Gegen "Fake News" hilft nach Ansicht von Mathias Döpfner, Präsident des Bundesverbandes Deutscher Zeitungsverleger (BDZV), nur die hartnäckige Recherche der Medien. Weder eine staatliche Stelle oder Hilfen für Facebook seien geeignet, falsche Nachrichten in den sozialen Medien zu entlarven. "Der beste Garant für den mündigen Bürger ist die Vielfalt der Information, der Meinungen und Wahrheiten", sagte Döpfner (54), der auch Vorstandsvorsitzender von Axel Springer ist, im dpa-Interview.

Frage: Herr Döpfner, Politik und Medien beschäftigen sich aktuell mit dem Thema Fake News, also der Frage, wie man gefälschte Nachrichten erkennt und bekämpft. Für wie groß halten Sie das Problem?

Antwort: Das hat es schon immer gegeben. Es wurden seit Hunderten von Jahren auf dem Gemüsemarkt oder nach drei Bieren in der Kneipe Unwahrheiten gesagt und Gerüchte verbreitet. Im Zeitalter sozialer Medien bekommt das allerdings eine andere Wirkung. Jeder kann es sehen. "Fake News" ist eben nicht professioneller Journalismus, sondern genau das Gegenteil.

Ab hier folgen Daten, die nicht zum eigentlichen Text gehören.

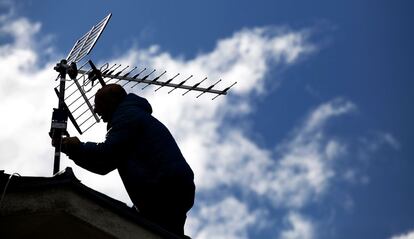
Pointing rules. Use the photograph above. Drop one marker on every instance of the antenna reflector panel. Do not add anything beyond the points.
(85, 44)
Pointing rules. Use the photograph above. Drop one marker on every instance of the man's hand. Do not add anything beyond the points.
(70, 144)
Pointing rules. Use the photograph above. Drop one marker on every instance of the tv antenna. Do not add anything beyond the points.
(76, 104)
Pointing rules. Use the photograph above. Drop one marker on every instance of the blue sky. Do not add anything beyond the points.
(315, 141)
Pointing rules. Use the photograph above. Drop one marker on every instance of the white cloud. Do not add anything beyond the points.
(299, 227)
(408, 235)
(293, 176)
(228, 218)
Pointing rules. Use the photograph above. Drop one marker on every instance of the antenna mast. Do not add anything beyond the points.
(76, 104)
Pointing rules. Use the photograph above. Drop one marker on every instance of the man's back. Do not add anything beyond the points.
(156, 176)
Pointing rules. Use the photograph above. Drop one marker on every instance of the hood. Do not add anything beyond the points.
(134, 100)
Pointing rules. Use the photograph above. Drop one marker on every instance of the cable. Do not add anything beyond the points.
(5, 187)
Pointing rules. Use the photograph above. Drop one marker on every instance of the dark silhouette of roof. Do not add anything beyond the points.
(66, 180)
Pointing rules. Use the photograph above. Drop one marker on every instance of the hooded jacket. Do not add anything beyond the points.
(141, 148)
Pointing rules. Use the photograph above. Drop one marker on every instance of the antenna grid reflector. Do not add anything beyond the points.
(85, 44)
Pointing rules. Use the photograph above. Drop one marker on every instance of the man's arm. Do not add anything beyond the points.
(100, 158)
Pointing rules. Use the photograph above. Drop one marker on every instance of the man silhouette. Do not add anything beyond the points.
(156, 176)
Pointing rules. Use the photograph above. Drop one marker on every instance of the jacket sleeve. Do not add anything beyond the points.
(102, 158)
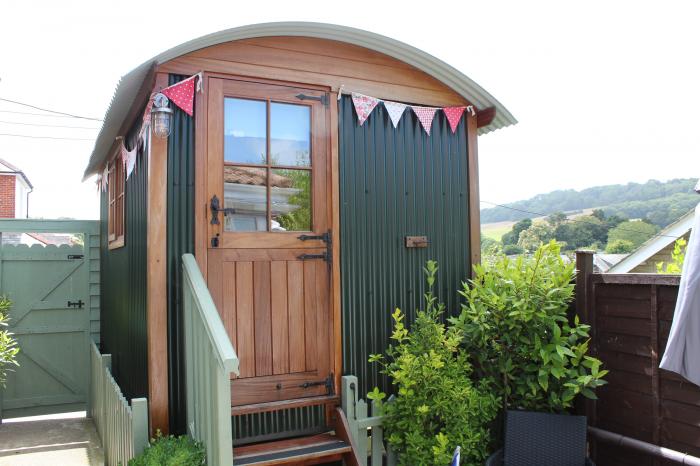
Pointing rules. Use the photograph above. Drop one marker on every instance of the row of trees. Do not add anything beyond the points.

Wie sollten Medienunternehmen dann mit dem Thema umgehen?

Ich rate zu mehr Ruhe und finde es falsch, dass professionelle Medien jetzt sozialen Medien helfen sollen, "Fake News" zu identifizieren und Fakten zu checken. Wenn Soziale Medien nicht mehr Technologieplattformen, sondern Medienunternehmen betreiben wollen, dann müssen sie Redakteure einstellen, die Kosten einrechnen und sich mit einer anderen Regulierung auseinandersetzen. Denn wenn ein Technologie-Monopol fast zwei Milliarden Leser erreicht und die Inhalte-Auswahl kontrolliert, ist das das genaue Gegenteil von Vielfalt.

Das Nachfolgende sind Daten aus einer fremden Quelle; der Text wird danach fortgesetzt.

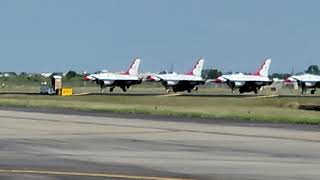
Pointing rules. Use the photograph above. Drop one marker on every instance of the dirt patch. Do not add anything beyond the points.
(312, 107)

Facebook sucht in Deutschland Partner für das Faktenchecking – eine Rolle für Zeitungshäuser, eine Rolle für Ihr Haus? ARD und ZDF sind auch von Facebook angefragt worden.

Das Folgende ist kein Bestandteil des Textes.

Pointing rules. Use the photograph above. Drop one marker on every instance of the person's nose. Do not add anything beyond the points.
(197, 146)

Da bin ich sprachlos. Ich verstehe nicht, wie man Gebührengelder missbrauchen könnte, um das Glaubwürdigkeitsproblem eines Weltmonopols zu lösen, das Milliardengewinne erwirtschaftet. Ich hoffe, dass es sich um ein Missverständnis handelt. Dazu eine Anekdote: Ein internationaler Verleger hat mir berichtet, dass Facebook bei ihm nach "Fact-Checkern" gefragt hat. Der Verleger antwortete: "Ja, wir haben Fact-Checker – wir nennen sie Journalisten." Genau das ist es: Unsere beste Methode, die Leute vom Konsum von Fake News abzubringen, ist, wenn wir authentisch und wahrhaftig berichten. Das ist die Aufgabe von Zeitungen.

Die Bundesregierung will offenbar ebenfalls aktiv werden und Aufklärung gefälschter Nachrichten zur Regierungsaufgabe machen. Spötter sprechen von einem "Wahrheitsministerium", Sie auch?

George Orwell war harmlos dagegen. Ich habe den Eindruck, dass gerade ein paar Grundprinzipien freiheitlicher Gesellschaftsordnung mit Füßen getreten werden. Viele böse Dinge dieser Welt begannen im Namen der guten Absichten. Die gute Absicht heilt den Bruch eines Prinzips nicht. Was Wahrheit ist, definiert keine Regierung, auch nicht Facebook. Und was den Menschen zuzumuten ist, sollten nicht Zensurbehörden definieren. Der beste Garant für den mündigen Bürger ist die Vielfalt der Information, der Meinungen und Wahrheiten unterschiedlicher Verleger, TV- und Radiosender oder Online-Anbieter.

Seit Jahren wollen die Verleger, dass die öffentlich-rechtlichen Sender ihr Textangebot im Internet begrenzen, weil sie das als Konkurrenz empfinden. Der BDZV verhandelt schon lange darüber mit der ARD. Wie weit sind die Gespräche?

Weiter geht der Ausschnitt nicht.